Voor de beoordeling van de klacht en het verzet wordt van de volgende vaststaande feiten uitgegaan:

2.1      Klager is op 11 juni 2012 door de politie aangehouden op verdenking van vernieling. Klager is bezocht door mr. X, als gekozen piketadvocaat, vergezeld door zijn kantoorgenoot mr. Y. Klager is vervolgens, krachtens beschikking van de burgemeester van Breda op grond van art. 20 lid 1 Wet BOPZ, op 11 juni 2012 overgebracht naar de PAAZ-afdeling van het ziekenhuis.

2.2      Verweerder ontving op 11 juni 2012 een melding van de opname van klager. Verweerder heeft klager in het kader van het psychiatrisch piket bezocht op 12 juni 2012.
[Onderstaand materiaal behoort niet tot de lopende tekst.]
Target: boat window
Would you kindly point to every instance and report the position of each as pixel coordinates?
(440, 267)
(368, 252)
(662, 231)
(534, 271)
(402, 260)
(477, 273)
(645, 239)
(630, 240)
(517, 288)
2.3      Verweerder heeft klager bijgestaan tijdens de behandeling door de rechtbank op 14 juni 2012 van het verzoek van de officier van justitie d.d. 12 juni 2012 tot machtiging voortzetting inbewaringstelling. Het verzoek werd door de rechtbank op 14 juni 2012 afgewezen, waarna klager werd vrijgelaten.

3          KLACHT EN VERZET

              3.1     De klacht houdt in dat verweerder verwijtbaar heeft gehandeld als bedoeld in artikel 46 Advocatenwet doordat:     

         verweerder niets heeft ondernomen tegen de onrechtmatige opname van klager, en tegen het feit dat de rechter bij de mondelinge behandeling op 14 juni 2012 het dossier van een ander (ook genaamd B.) voor zich had.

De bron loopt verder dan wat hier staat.